You may export connections from the database using the CLI. The supported file formats are json, yaml and env.

You may specify the target file as the parameter:

.. code-block:: bash

airflow connections export connections.json

Alternatively you may specify file-format parameter for overriding the file format:

.. code-block:: bash

airflow connections export /tmp/connections --file-format yaml

You may also specify - for STDOUT:

.. code-block:: bash

airflow connections export -

The JSON format contains an object where the key contains the connection ID and the value contains the definition of the connection. In this format, the connection is defined as a JSON object. The following is a sample JSON file.

.. code-block:: json

{
  "airflow_db": {
    "conn_type": "mysql",
    "host": "mysql",
    "login": "root",
    "password": "plainpassword",
    "schema": "airflow",
    "port": null,
    "extra": null
  },
  "druid_broker_default": {
    "conn_type": "druid",
    "host": "druid-broker",
    "login": null,
    "password": null,
    "schema": null,
    "port": 8082,
    "extra": "{\"endpoint\": \"druid/v2/sql\"}"
  }
}

The YAML file structure is similar to that of a JSON. The key-value pair of connection ID and the definitions of one or more connections. In this format, the connection is defined as a YAML object. The following is a sample YAML file.

.. code-block:: yaml

airflow_db:
  conn_type: mysql
  extra: null
  host: mysql
  login: root
  password: plainpassword
  port: null
  schema: airflow
druid_broker_default:
  conn_type: druid
  extra: '{"endpoint": "druid/v2/sql"}'
  host: druid-broker
  login: null
  password: null
  port: 8082
  schema: null

You may also export connections in .env format. The key is the connection ID, and the value is the serialized representation of the connection, using either Airflow's Connection URI format or JSON. To use JSON provide option --serialization-format=json otherwise the Airflow Connection URI format will be used. The following are sample .env files using the two formats.

URI example:

.. code-block:: text

airflow_db=mysql://root:plainpassword@mysql/airflow
druid_broker_default=druid://druid-broker:8082?endpoint=druid%2Fv2%2Fsql

JSON example output:

.. code-block:: text

airflow_db={"conn_type": "mysql", "login": "root", "password": "plainpassword", "host": "mysql", "schema": "airflow"}
druid_broker_default={"conn_type": "druid", "host": "druid-broker", "port": 8082, "extra": "{\"endpoint\": \"druid/v2/sql\"}"}

Testing for Dag Import Errors

The CLI can be used to check whether any discovered Dags have import errors via the list-import-errors subcommand.
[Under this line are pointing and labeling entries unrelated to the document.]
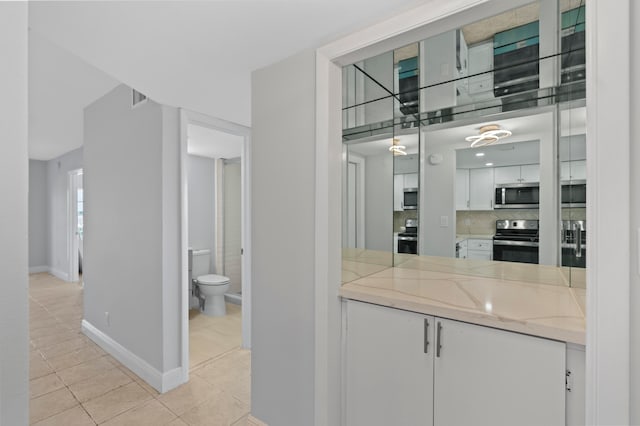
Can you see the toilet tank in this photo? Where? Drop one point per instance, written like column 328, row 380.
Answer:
column 201, row 262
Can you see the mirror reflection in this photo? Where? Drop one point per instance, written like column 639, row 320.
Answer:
column 470, row 145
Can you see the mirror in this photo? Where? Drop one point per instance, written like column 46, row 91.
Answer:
column 515, row 82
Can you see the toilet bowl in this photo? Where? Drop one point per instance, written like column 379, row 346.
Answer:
column 213, row 287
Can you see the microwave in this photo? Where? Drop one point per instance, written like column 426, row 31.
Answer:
column 574, row 193
column 517, row 196
column 410, row 199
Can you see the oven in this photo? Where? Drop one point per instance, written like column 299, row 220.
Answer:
column 408, row 240
column 516, row 241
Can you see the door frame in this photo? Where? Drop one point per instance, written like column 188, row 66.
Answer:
column 190, row 117
column 72, row 223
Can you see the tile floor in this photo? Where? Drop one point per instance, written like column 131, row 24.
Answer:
column 74, row 382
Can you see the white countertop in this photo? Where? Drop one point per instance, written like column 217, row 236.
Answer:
column 530, row 299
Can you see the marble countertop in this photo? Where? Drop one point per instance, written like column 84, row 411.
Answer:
column 503, row 295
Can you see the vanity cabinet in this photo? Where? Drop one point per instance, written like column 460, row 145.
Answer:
column 404, row 368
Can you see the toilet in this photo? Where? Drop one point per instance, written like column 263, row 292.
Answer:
column 211, row 287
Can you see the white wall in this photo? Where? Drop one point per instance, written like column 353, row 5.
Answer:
column 14, row 334
column 38, row 216
column 201, row 175
column 58, row 210
column 283, row 208
column 131, row 245
column 378, row 197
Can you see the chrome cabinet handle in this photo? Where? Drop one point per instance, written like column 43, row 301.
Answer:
column 426, row 336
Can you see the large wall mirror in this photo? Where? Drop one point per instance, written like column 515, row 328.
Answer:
column 465, row 151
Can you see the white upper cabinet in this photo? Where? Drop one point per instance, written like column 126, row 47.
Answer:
column 481, row 189
column 518, row 174
column 462, row 189
column 573, row 170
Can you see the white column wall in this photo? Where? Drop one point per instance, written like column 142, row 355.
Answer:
column 14, row 332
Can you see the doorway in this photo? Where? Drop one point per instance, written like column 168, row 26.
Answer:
column 229, row 246
column 75, row 197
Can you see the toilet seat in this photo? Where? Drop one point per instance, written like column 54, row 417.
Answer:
column 212, row 279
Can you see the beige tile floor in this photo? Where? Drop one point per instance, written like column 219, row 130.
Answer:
column 74, row 382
It is possible to create an automation step which fails if any Dags cannot be imported by checking the command output, particularly when used with --output to generate a standard file format. For example, the default output when there are no errors is No data found, and the json output is []. The check can then be run in CI or as prek hook to speed up the review process and testing.
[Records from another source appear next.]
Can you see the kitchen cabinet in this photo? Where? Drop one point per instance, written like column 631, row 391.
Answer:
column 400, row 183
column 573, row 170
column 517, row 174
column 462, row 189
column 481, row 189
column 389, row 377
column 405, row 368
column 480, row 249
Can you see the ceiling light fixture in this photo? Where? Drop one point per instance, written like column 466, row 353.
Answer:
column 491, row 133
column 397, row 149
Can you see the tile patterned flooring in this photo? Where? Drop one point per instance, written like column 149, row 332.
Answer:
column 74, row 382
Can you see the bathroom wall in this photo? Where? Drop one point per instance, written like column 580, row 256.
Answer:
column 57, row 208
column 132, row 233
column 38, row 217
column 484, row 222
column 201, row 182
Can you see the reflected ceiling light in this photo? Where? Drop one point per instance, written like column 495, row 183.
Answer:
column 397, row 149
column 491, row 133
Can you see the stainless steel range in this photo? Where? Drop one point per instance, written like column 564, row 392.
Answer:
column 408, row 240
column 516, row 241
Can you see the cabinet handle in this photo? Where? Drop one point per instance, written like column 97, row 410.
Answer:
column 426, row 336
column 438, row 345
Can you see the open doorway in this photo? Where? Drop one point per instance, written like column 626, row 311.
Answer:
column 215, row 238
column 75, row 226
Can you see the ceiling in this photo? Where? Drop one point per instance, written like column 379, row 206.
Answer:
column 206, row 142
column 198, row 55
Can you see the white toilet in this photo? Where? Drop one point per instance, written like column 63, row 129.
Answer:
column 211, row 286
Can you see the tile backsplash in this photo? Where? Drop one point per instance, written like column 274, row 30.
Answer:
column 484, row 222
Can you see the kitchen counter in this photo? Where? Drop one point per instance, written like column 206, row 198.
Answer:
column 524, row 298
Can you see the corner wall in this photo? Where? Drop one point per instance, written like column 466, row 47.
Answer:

Example command that fails if there are any errors, using jq <https://jqlang.github.io/jq/>__ to parse the output:

.. code-block:: bash

airflow dags list-import-errors --output=json | jq -e 'select(type=="array" and length == 0)'

The line can be added to automation as-is, or if you want to print the output you can use tee:

.. code-block:: bash

airflow dags list-import-errors | tee import_errors.txt && jq -e 'select(type=="array" and length == 0)' import_errors.txt

Example in a Jenkins pipeline:

.. code-block:: groovy

stage('All Dags are loadable') {
    steps {
        sh 'airflow dags list-import-errors | tee import_errors.txt && jq -e \'select(type=="array" and length == 0)\' import_errors.txt'
    }
}

.. note::

For this to work accurately, you must ensure Airflow does not log any additional text to stdout. For example, you may need to fix any deprecation warnings, add 2>/dev/null to your command, or set lazy_load_plugins = True in the Airflow config if you have a plugin that generates logs when loaded.